A lucky ticket-holder won the record-breaking Mega Millions jackpot of about $1.6 billion in Tuesday night’s drawing, lottery officials said. The winning numbers — 5, 28, 62, 65, 70 and Mega Ball 5 — matched a ticket bought in South Carolina, according to Mega Millions official.

But that leaves plenty of lottery losers who won’t see a return on their Mega Millions investment. That’s money, many would argue, that could have been better invested.

Americans spend a lot of money playing the lottery. Approximately 370 million lottery tickets were sold between Saturday and Tuesday before the Mega Millions drawing, according to a lottery official. The U.S. generated nearly $73 billion in lottery sales in 2016 and CNN reports that in 2017, U.S. residents spent about $73.5 billion on tickets. The average American spends about $223.04 per year on lottery tickets, loan marketplace LendEDU found in a report that calculated its average by dividing the 2016 lottery revenue by the U.S. population (325.7 million).

How much a person earns from the lottery depends on many factors, including the odds of the lottery and the number of tickets they bought. While a $2 lottery ticket could represent the chance for an instantaneous life of luxury, the chances of winning millions in a jackpot are pretty low. In fact, lottery officials in recent years changed the odds to lessen the chance of winning, leading to higher and higher jackpots like this Mega Millions.

But could investing the money that normally goes toward lottery tickets still make a person rich?

According to some financial experts, such a scenario is possible. Although it’s unlikely to make anyone a multi-millionaire, investing lottery ticket funds could yield tens to hundreds of thousands of dollars later in life. Jeanne Fisher, a senior financial advisor at ARGI and CFP Board ambassador, says putting the $223.04 a year that would normally go toward a lottery ticket into an S&P 500 index fund could give a person about $259,000 at the end of 50 years, assuming they get a 10% return, which has historically been the market average. Invest that money into a 30-year treasury note and earn back about $86,145 at the end of 50 years.

A person can even put the money into a CD, a savings account with an interest rate where you can deposit money for a predetermined amount of time, which is statistically much more likely to bring in more money than a lottery ticket, says Bill Wilson, a Wall Street veteran who spent more than 30 years in the financial services industry. If you put $18.59, or the average amount people spend monthly on lottery tickets, into a CD that pays a 2% return, you could earn about $1,174 in five years, Wilson says.

Of course, the buzz around the $1.6 billion Mega Millions jackpot led plenty of people to buy tickets even when they normally would use their money for other things. According to a 2016 Gallup poll, about half of Americans play lotteries in their state. Lottery tickets are also most frequently purchased among lower-income households.

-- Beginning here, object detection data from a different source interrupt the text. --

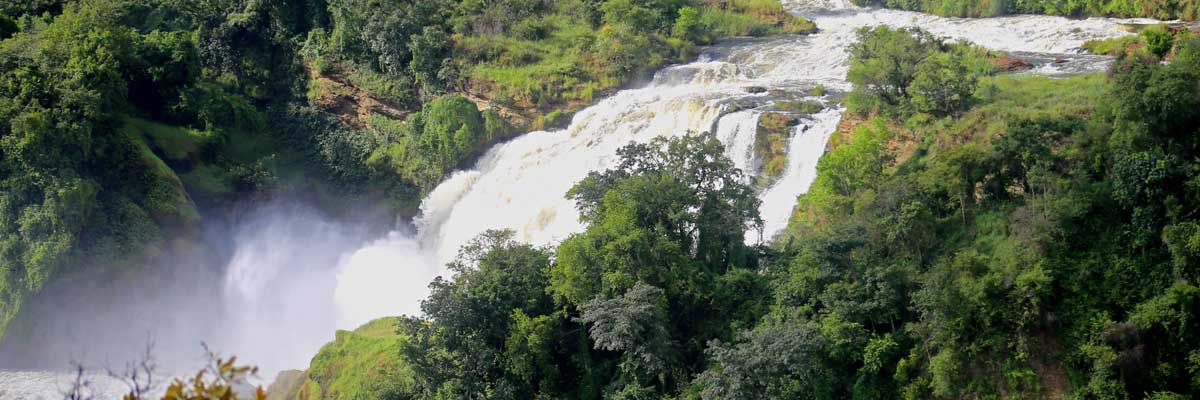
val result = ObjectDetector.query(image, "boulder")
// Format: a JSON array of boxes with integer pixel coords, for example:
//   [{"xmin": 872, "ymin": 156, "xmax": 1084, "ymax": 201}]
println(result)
[{"xmin": 995, "ymin": 55, "xmax": 1033, "ymax": 72}]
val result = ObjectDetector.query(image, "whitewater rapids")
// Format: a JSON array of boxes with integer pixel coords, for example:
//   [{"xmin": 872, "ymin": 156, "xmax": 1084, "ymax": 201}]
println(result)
[{"xmin": 0, "ymin": 0, "xmax": 1142, "ymax": 399}]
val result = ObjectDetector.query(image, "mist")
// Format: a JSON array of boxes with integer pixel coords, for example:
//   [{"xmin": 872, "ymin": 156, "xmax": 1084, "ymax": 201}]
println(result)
[{"xmin": 0, "ymin": 201, "xmax": 438, "ymax": 381}]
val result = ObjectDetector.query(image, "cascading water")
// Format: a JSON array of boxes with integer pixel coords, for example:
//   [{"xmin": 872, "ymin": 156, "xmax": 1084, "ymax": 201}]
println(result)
[{"xmin": 0, "ymin": 0, "xmax": 1142, "ymax": 399}]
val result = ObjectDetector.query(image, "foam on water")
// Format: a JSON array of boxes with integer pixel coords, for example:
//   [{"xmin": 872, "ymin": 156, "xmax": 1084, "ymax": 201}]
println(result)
[{"xmin": 0, "ymin": 0, "xmax": 1142, "ymax": 399}]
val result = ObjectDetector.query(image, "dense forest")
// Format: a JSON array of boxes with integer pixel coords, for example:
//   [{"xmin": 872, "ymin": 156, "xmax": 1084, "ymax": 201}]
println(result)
[
  {"xmin": 0, "ymin": 0, "xmax": 814, "ymax": 338},
  {"xmin": 7, "ymin": 0, "xmax": 1200, "ymax": 400},
  {"xmin": 270, "ymin": 28, "xmax": 1200, "ymax": 399},
  {"xmin": 851, "ymin": 0, "xmax": 1200, "ymax": 20}
]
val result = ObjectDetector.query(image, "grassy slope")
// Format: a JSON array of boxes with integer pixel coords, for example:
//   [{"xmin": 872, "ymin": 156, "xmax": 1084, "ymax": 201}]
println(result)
[
  {"xmin": 854, "ymin": 0, "xmax": 1200, "ymax": 20},
  {"xmin": 269, "ymin": 318, "xmax": 413, "ymax": 399}
]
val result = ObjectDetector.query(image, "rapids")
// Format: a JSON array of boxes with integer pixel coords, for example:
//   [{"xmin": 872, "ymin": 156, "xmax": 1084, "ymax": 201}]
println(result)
[{"xmin": 0, "ymin": 0, "xmax": 1142, "ymax": 399}]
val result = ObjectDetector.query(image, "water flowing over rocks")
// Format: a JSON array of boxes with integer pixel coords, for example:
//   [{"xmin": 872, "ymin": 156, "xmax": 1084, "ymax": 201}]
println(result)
[{"xmin": 0, "ymin": 0, "xmax": 1129, "ymax": 399}]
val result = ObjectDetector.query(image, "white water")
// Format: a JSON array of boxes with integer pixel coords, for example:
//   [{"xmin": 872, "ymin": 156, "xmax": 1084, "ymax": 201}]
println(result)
[{"xmin": 0, "ymin": 0, "xmax": 1142, "ymax": 399}]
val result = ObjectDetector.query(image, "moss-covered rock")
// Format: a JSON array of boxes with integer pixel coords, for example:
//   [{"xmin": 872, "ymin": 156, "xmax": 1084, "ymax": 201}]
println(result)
[{"xmin": 268, "ymin": 317, "xmax": 414, "ymax": 400}]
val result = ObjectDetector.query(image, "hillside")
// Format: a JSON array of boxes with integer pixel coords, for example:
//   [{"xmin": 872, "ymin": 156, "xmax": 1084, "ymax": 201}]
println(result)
[
  {"xmin": 0, "ymin": 0, "xmax": 815, "ymax": 338},
  {"xmin": 276, "ymin": 28, "xmax": 1200, "ymax": 399}
]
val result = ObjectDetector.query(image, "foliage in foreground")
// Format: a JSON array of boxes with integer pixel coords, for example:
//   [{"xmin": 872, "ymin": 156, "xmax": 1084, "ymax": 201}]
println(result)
[
  {"xmin": 288, "ymin": 28, "xmax": 1200, "ymax": 399},
  {"xmin": 0, "ymin": 0, "xmax": 814, "ymax": 338}
]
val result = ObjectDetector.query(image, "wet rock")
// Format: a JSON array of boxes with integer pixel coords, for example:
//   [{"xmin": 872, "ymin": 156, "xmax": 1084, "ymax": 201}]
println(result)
[{"xmin": 995, "ymin": 56, "xmax": 1033, "ymax": 72}]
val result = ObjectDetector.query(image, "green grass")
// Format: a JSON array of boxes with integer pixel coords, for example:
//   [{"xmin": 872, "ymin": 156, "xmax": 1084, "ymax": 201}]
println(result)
[
  {"xmin": 940, "ymin": 73, "xmax": 1109, "ymax": 139},
  {"xmin": 125, "ymin": 118, "xmax": 217, "ymax": 160},
  {"xmin": 290, "ymin": 318, "xmax": 415, "ymax": 399}
]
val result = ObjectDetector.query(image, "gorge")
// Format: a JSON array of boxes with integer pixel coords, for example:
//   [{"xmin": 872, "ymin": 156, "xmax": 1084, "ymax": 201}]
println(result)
[{"xmin": 0, "ymin": 0, "xmax": 1161, "ymax": 399}]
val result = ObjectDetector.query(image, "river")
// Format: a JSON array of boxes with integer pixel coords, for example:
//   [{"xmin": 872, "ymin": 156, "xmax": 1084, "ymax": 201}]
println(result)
[{"xmin": 0, "ymin": 0, "xmax": 1142, "ymax": 399}]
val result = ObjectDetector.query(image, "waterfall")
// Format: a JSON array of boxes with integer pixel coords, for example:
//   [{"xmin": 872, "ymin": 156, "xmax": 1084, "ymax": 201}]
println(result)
[
  {"xmin": 0, "ymin": 0, "xmax": 1142, "ymax": 391},
  {"xmin": 337, "ymin": 0, "xmax": 1142, "ymax": 329}
]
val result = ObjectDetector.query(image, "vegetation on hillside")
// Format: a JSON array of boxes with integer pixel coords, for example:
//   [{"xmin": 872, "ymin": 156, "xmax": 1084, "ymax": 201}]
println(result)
[
  {"xmin": 852, "ymin": 0, "xmax": 1200, "ymax": 20},
  {"xmin": 0, "ymin": 0, "xmax": 814, "ymax": 338},
  {"xmin": 283, "ymin": 28, "xmax": 1200, "ymax": 399},
  {"xmin": 1084, "ymin": 24, "xmax": 1200, "ymax": 60}
]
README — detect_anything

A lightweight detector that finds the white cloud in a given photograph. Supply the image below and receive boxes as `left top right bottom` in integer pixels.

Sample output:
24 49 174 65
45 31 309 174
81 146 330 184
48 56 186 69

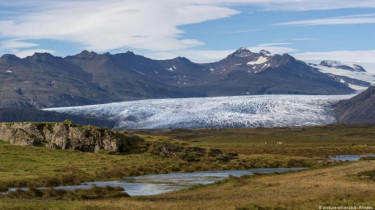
143 43 297 63
0 0 375 57
0 0 239 51
258 42 292 47
293 37 316 41
274 14 375 26
0 40 38 49
13 49 55 58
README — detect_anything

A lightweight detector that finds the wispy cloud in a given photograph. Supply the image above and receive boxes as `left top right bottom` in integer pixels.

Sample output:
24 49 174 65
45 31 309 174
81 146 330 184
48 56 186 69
294 50 375 63
0 0 375 55
222 29 263 34
0 40 39 49
274 14 375 26
13 49 55 58
293 50 375 74
258 42 292 47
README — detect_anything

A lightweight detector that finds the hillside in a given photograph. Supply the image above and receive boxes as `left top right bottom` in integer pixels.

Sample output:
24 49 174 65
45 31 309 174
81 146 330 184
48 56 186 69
0 48 353 108
335 86 375 124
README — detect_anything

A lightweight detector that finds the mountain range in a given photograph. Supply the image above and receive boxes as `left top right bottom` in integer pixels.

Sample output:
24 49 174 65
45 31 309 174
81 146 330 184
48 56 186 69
0 48 371 108
335 86 375 124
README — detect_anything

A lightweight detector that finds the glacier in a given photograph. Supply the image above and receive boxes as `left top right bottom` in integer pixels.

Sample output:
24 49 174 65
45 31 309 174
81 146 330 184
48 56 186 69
44 95 353 129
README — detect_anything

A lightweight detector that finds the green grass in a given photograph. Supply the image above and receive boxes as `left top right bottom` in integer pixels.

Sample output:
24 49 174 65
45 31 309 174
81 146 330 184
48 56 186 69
144 125 375 157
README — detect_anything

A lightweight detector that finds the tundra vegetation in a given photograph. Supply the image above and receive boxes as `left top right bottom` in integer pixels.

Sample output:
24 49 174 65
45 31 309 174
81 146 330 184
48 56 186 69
0 122 375 209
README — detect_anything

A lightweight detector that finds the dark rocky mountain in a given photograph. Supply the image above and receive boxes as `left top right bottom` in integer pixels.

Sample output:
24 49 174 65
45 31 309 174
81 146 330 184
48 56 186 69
319 60 366 72
309 60 375 91
335 86 375 124
0 48 353 108
0 108 115 129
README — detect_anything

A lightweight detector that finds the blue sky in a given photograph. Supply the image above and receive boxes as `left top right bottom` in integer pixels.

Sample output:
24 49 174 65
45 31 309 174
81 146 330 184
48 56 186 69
0 0 375 72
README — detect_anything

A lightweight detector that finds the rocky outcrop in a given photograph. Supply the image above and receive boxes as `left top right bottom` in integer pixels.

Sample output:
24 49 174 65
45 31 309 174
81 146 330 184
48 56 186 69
0 121 144 153
150 141 238 162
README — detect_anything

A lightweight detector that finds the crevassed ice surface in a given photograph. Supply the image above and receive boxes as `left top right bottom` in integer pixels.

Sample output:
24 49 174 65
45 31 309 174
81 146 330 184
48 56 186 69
45 95 353 129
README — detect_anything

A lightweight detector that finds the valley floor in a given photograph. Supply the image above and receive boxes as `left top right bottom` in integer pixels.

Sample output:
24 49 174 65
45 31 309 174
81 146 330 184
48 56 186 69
0 125 375 209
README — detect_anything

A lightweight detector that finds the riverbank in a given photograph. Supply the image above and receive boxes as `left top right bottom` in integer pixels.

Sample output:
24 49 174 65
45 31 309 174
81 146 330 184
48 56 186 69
0 125 375 209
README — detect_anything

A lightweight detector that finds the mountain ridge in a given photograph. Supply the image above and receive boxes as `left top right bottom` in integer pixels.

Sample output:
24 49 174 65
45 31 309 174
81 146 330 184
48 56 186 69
0 48 353 108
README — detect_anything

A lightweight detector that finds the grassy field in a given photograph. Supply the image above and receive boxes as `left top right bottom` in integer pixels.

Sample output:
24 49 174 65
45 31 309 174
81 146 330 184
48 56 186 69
0 125 375 209
144 125 375 157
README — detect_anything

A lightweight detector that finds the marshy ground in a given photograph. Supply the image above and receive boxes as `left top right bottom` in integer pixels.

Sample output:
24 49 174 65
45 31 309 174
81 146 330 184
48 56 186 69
0 125 375 209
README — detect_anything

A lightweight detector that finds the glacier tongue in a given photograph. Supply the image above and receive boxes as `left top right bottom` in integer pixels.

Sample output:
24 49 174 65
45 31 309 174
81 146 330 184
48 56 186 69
45 95 353 129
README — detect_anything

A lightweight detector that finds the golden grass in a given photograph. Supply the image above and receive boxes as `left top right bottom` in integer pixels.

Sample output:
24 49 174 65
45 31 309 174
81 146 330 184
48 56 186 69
2 161 375 210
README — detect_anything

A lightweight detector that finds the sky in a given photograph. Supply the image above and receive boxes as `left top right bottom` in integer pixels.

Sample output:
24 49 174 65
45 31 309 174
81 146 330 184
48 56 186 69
0 0 375 71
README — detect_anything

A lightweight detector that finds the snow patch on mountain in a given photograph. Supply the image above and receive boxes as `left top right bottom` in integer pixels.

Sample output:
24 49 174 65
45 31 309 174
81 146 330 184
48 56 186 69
44 95 353 129
247 56 268 65
309 61 375 91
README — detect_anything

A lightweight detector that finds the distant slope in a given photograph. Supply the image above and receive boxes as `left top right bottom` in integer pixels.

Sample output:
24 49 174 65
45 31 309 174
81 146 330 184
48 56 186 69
309 60 375 90
335 86 375 124
0 48 353 108
0 108 115 128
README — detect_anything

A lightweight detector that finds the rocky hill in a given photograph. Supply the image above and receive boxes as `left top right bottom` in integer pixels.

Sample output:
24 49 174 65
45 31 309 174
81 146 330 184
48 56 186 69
309 60 375 91
0 121 144 153
0 48 353 108
0 108 115 128
335 86 375 124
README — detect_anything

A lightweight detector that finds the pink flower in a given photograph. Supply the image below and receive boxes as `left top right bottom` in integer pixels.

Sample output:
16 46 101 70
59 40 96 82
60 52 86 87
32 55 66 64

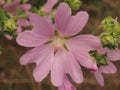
16 18 30 35
42 0 58 11
3 0 31 15
92 48 120 86
58 76 76 90
16 3 99 86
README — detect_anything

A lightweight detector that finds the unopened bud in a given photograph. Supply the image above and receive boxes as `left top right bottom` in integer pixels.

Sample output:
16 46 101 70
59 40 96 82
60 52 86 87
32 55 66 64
100 34 119 49
89 50 108 67
3 18 17 32
64 0 82 10
101 16 116 32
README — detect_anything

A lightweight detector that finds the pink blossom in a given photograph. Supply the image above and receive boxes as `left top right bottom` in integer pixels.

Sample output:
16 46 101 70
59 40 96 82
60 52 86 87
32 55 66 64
92 48 120 86
3 0 31 15
58 76 76 90
16 3 99 86
42 0 58 11
16 18 30 35
0 0 5 5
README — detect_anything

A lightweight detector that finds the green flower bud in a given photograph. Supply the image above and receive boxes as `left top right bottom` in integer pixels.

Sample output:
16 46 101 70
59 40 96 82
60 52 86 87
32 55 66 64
3 18 17 32
64 0 81 10
101 16 116 32
89 50 108 67
100 33 119 49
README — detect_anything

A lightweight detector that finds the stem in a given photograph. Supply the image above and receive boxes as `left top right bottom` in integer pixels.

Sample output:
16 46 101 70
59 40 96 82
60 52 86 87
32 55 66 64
25 65 38 90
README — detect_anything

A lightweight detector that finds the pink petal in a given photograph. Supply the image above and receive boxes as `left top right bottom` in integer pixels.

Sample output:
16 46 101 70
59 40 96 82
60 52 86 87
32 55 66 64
61 51 83 84
17 18 30 27
63 11 88 36
43 0 58 11
3 0 20 14
33 48 54 82
16 30 49 47
68 35 101 51
20 45 51 65
100 62 117 74
30 14 54 38
51 51 65 86
58 77 76 90
55 3 71 34
93 70 104 86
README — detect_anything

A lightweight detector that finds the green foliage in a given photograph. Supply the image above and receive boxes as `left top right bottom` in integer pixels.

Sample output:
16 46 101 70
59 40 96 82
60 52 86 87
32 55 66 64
89 50 108 67
100 16 120 49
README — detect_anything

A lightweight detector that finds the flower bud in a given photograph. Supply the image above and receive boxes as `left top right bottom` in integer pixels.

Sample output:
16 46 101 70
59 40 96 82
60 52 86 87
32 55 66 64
64 0 81 10
101 16 116 32
89 50 108 67
3 18 17 32
100 34 119 49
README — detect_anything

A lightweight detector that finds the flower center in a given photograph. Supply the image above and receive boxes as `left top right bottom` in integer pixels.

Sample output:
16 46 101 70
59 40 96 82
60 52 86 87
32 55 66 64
52 36 65 51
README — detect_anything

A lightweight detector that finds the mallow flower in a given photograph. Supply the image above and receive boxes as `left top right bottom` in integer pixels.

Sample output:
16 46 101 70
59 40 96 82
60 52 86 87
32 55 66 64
42 0 58 12
3 0 31 15
16 3 99 87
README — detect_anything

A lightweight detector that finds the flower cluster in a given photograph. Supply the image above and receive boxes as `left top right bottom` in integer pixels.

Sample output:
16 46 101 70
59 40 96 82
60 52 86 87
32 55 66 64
0 0 120 90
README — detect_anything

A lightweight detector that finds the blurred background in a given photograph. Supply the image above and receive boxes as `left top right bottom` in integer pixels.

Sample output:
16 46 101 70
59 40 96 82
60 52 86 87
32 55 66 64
0 0 120 90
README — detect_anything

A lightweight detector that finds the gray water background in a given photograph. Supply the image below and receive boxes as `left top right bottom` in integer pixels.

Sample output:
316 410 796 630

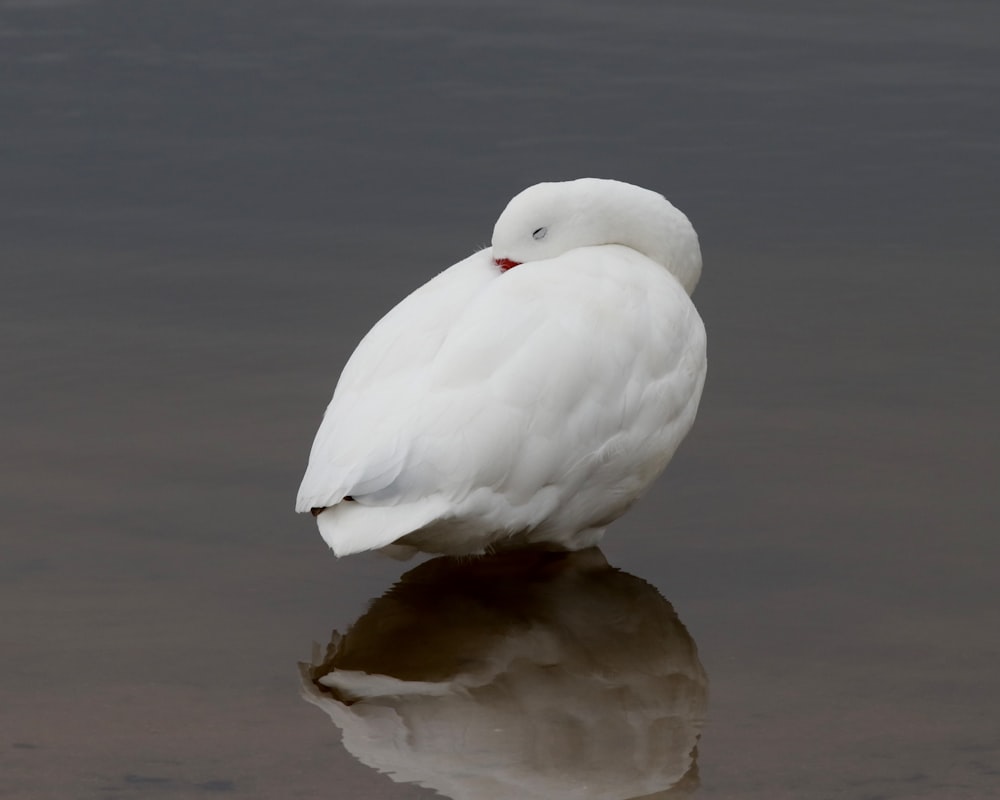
0 0 1000 800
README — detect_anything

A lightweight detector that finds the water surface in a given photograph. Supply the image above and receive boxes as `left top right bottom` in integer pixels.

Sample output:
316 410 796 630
0 0 1000 800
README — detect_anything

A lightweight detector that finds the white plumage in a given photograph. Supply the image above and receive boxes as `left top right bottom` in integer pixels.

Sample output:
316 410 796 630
296 178 706 556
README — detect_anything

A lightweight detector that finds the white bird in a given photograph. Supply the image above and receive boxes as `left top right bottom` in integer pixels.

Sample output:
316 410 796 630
296 178 707 556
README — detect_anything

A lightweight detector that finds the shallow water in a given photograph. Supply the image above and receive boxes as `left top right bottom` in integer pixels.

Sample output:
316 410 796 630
0 0 1000 800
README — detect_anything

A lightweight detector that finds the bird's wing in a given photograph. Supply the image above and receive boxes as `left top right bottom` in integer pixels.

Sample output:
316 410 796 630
296 249 497 511
298 246 704 524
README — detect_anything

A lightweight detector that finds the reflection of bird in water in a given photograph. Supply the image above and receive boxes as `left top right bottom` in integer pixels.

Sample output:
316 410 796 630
302 548 708 800
296 178 707 555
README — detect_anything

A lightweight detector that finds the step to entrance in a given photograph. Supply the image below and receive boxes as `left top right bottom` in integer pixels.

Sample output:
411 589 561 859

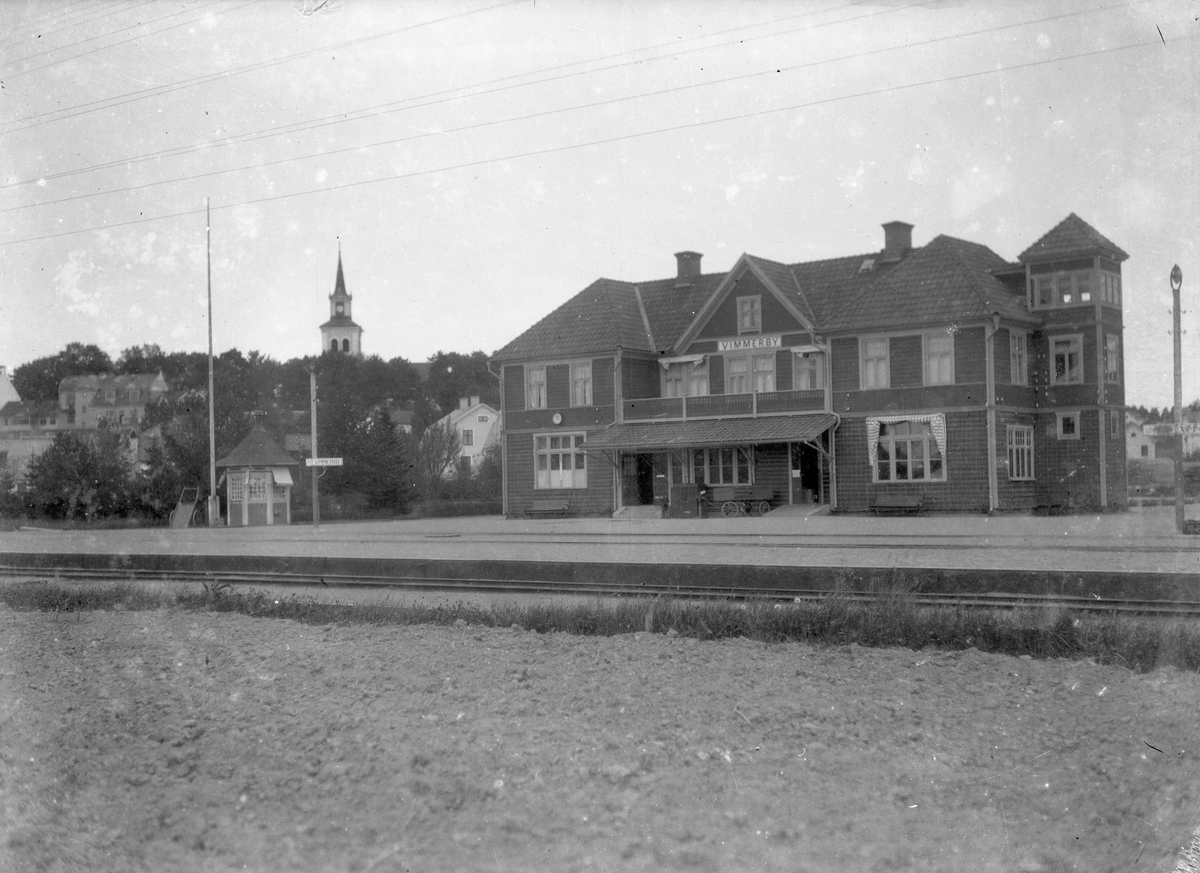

Households at the lowest-income bracket spend about $412 a year on lottery tickets, which is about four times the amount that highest-earning households say they spend, a 2018 Bankrate report finds.

Fisher said most Americans probably spend somewhere around $10 a year on lottery tickets when jackpots get bigger.

“The reason the lottery gets so much excitement is because the average American is willing to risk $2 for the chance of hundreds of millions of dollars,” she says. “This is a game, even if you know the chances of winning aren’t that high.”

Wilson concurs. A person can absolutely put their money in a diversified portfolio and earn an average of 7% on it every year, he says. “But there’s a degree of entertainment in purchasing a lottery ticket. It’s entertaining.”

Correction, Oct. 25.

The original version of this story misstated the name of the company ARGI. It is ARGI, not Agri.